“When Fortune Fails — The Finale”

Article courtesy of Kyle Parks of Creative Writing Club

“Today, continuing last week’s tragic story, the police have released the full details of the death of our town’s fatally unfortunate hero, Phillip Phell. Mr. Phell, the morning of his death, had been in the park with his friends playing a game, which they reportedly like to call ‘the Stabbening,’ which involved quickly moving a pair of scissors between one’s outstretched fingers while trying to avoid stabbing oneself with the scissors. This is when Phell’s fortune first failed, as he proceeded to stab his left hand. He then—”

“Sounds like he was a cut above the competition, huh, Felicia? Or below, I suppose, since he seemed to be pretty bad at it.”

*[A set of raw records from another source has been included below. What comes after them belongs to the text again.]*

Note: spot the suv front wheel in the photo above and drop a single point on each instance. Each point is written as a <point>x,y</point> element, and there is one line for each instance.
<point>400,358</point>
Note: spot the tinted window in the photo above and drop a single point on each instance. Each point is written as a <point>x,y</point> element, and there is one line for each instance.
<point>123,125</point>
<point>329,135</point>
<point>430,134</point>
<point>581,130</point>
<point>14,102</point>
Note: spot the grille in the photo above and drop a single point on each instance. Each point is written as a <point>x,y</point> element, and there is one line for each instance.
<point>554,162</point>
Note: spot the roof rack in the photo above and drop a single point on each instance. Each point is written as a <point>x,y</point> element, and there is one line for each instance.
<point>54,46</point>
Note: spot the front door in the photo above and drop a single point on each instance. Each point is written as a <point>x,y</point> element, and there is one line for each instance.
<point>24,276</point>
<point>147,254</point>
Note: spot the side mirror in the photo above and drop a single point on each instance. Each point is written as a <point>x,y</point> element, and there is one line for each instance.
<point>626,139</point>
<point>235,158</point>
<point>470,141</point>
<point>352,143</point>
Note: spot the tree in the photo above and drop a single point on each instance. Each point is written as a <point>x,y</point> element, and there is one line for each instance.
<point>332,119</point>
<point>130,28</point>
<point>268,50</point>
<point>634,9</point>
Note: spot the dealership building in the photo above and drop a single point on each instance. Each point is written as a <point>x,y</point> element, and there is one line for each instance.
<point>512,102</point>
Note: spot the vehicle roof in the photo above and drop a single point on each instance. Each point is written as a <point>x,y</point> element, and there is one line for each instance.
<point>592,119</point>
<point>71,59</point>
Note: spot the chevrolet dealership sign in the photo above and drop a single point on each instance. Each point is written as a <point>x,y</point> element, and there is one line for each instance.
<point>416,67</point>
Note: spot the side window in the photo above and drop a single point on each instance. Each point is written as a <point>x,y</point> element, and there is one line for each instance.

“This is very serious, Forrest; please don’t do this today. Anyway, Phell then returned home to his apartment to bandage the wound. His roommates also reported that he had smoked some marijuana, something which they had only discovered after the fact and ‘obviously didn’t participate in at all because that’s, like, totally illegal.’ Police believe this led Phell to exhibit some strange behavior later in the day. After this, Phell purportedly left to visit a friend and ‘just chill,’ according to one of his roommates. On the way, Phell happened across the lawn of a local resident, Felicity Fitzgerald, and was shocked by the electric fence she had put up to deter children from trampling the grass. Following this, Phell—”

“Whew, this story really is electrifying, isn’t it, Felicia?!”

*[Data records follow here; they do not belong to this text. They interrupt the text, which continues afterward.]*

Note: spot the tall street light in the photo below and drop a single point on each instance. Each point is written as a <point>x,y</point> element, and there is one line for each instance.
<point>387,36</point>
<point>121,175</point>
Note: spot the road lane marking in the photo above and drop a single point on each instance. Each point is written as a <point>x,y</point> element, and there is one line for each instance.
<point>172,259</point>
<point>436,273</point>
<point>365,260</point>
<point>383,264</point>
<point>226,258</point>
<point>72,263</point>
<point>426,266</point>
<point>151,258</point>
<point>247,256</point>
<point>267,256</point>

“That’s enough, Forrest. After being shocked, Phell stumbled into the road where he was struck by a passing ice cream truck whose driver was distracted at just the wrong moment. Worse still, he found himself then caught on the front of the truck and was carried, conveniently enough, directly to his friend’s apartment as the driver, yet to notice the man stuck to his truck, often stops there to deliver ice cream to local firefighter Francis Finley. ‘I like to get these neat little ice cream bars dipped in chocolate to rest a bit after I’m done playing with and/or putting out fires,’ Finley has told police. Next, Phell—”

“It sounds to me like Phell’s derrière became a dairy-ère, right, Felicia?”

“Forrest, please! This is inappropriate! I sincerely apologize on his behalf. But, moving on, Phell, at his friend’s apartment, was left alone while this friend went to work. Unsupervised, our unlucky Mr. Phell proceeded to drink a bottle of rat poison that was irresponsibly contained in a beer bottle, and—”

“Talk about a drinking problem!”

“Forrest, that one wasn’t even funny, stop trying. Anyway, following this, our unfortunate friend then stepped out onto the balcony for a smoke, where he encountered a cardboard cutout of Mayor Flores propped up against the wall. Police believe that Phell was startled by this cutout and fell over the railing, only to fall to ground, roll down a hill and eventually drown in the river. Forrest, any witty comment you’d like to grace us all with?”

“No, not at the moment.”

“Alright, good. Some sources also say that they believe Phell’s tragic end to be an instance of ‘faking-one’s-own-death’ gone wrong, but frankly, that’s the most nonsense I’ve heard since my wife told me she likes pineapple on her pizz—”

“I’ve got it! Feigning fleeing failing fortune, forlorn Phil Phell forsook faulty fingers, fearsome fences, frozen fudge for firefighters and fatal fluids for finishing feral fellows and Phell fell forward from feline fanatic’s fireside flat, finally finishing fate’s foul frolic, following fabulously far-fetched fortune!”